Oireachtas Joint and Select Committees

Thursday, 4 July 2019

Joint Oireachtas Committee on Housing, Planning and Local Government

Housing for People with a Disability: Discussion

Mr. Tony Cunningham:

On the grants scheme, I have a copy of the pre-budget submission that the Irish Wheelchair Association submitted for this year. One item relates directly to the housing adaptation grant. I just noticed yesterday that the fourth report on the implementation of the national housing strategy for people with disabilities cites expenditure on the grants as €60 million. While that sounds enormous, it actually averaged out at about €6,000 per person. A practical example of that is when the needs of one of our own tenants changed. She had a profound physical disability and applied for the grant because she needed an extra bedroom built onto a small, one bedroom house. After tendering and going out for a number of prices, the cost to complete the extension - an en suite bedroom and a bit of reconfiguration - was €63,000. The maximum grant was €30,000. Fortunately in that case, the person contributed the other €30,000 which luckily came to her at that point in time. That is my understanding. Otherwise, it would not have gone ahead. That is a typical example.

The grant is a figure that somebody set and stood back from. It does not deal with the reality of life, the economy or the increasing costs that have been referred to again and again. It is wonderful for the small adaptations in a house but for more substantial work, there needs to be serious consideration given to it. The flexibility should be given to the local authorities to deal with it. Expenditure is needed and the grant creates savings elsewhere. These adaptations cut back on the requirement for personal assistance if someone has a house that meets their needs. For example, someone could have a ceiling tracking hoist which would mean they would only need one personal assistant, PA, to support them as opposed to two. It is a complex set-up. It is a figures game but somebody has just turned the other way and is not looking at it. How long are we going to continue with expenditure of €60 million on the housing adaptation grant and not build houses that are wheelchair accessible in the first place? A high degree of universal design could allow for simple adaptations over time. If we look at sustainable communities, if we do some long-term planning and design these houses to a degree of specification, over time we will be reducing the requirement for the housing adaptation grant.

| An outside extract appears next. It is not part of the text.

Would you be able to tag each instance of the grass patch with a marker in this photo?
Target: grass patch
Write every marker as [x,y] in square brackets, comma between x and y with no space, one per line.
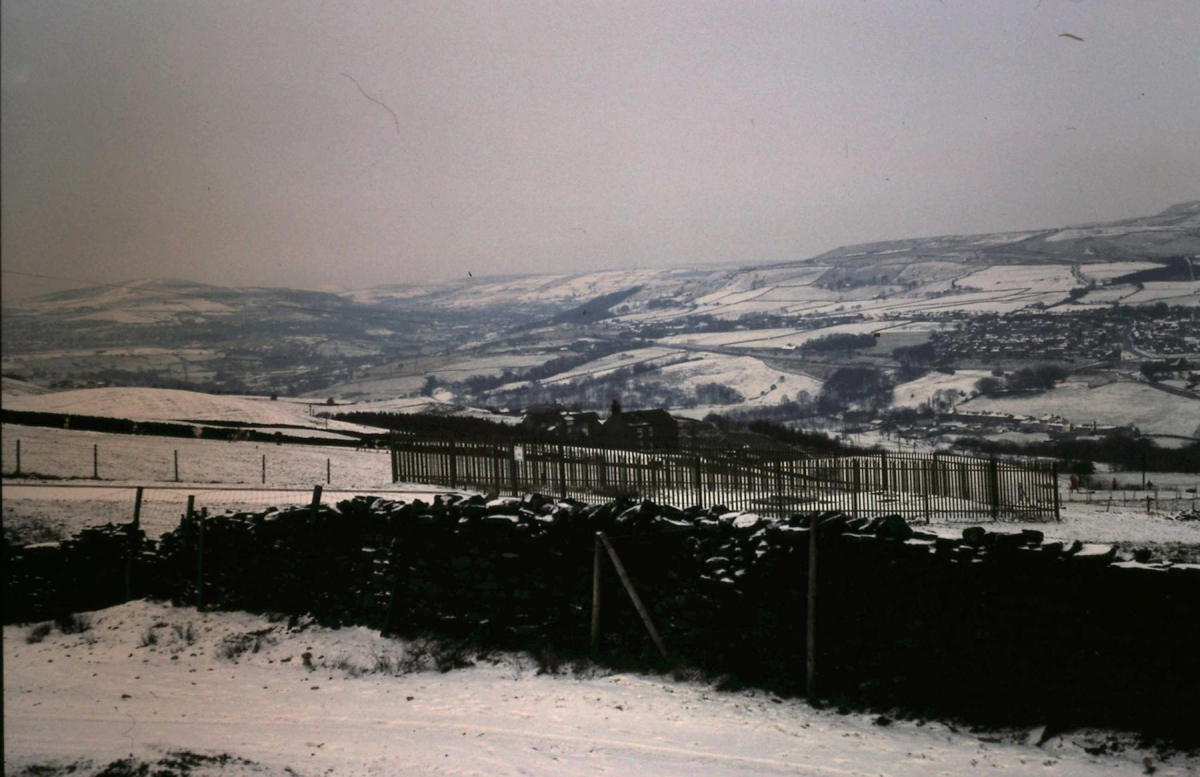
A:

I was asked about what Departments come into play. The obvious one is the Department of Health in terms of the funding of PAs and the protocols and all that. The Department of Public Expenditure and Reform holds the purse strings. Everyone needs to talk and realise there are verified costs here so that it is not a battle every time we go back to something. The Department of Transport, Tourism and Sport was referred to earlier. Going back to our pre-budget submission, personal assistants, housing and transport are obvious ones and I am sure there are others we can bring into the loop.

The Senator referred to 1,300 people inappropriately placed in nursing homes. I referred to that earlier. I would be encouraging that the unmet need for housing be recorded in order that we get a full picture. Some local authorities are resisting a call from people to register their housing need to plan for the next five years or whatever, because they have such numbers as they are they do not want it to grow. The Government does not want to see the numbers grow, it wants to see them coming down. There is a lot of need there, including among people in nursing homes. Many others are sleeping on couches or living in family homes with siblings, elderly parents and so on. It is only a snapshot of a bigger number. Going back to the housing design issue, there is room for creativity in terms of the models of housing. There are many models that could lie in between that of a two-bed house with one person living in it with their PA, and that of a nursing home with 50 or 100 bedrooms. For example, we could have two houses sharing a PA room so they can share the one PA at night on whom they can call. There could be three or four houses sharing a PA room. Instead of four separate PAs in four separate locations, or a nursing home, there could be a facility designed and funded and provided with assistive technology, which we have not mentioned today. A short-term outlay would have long-term savings for the Exchequer. There is a lot of creativity that can be brought into that loop to bring people out of nursing homes into set-ups that support them socially, emotionally and physically within a nice environment.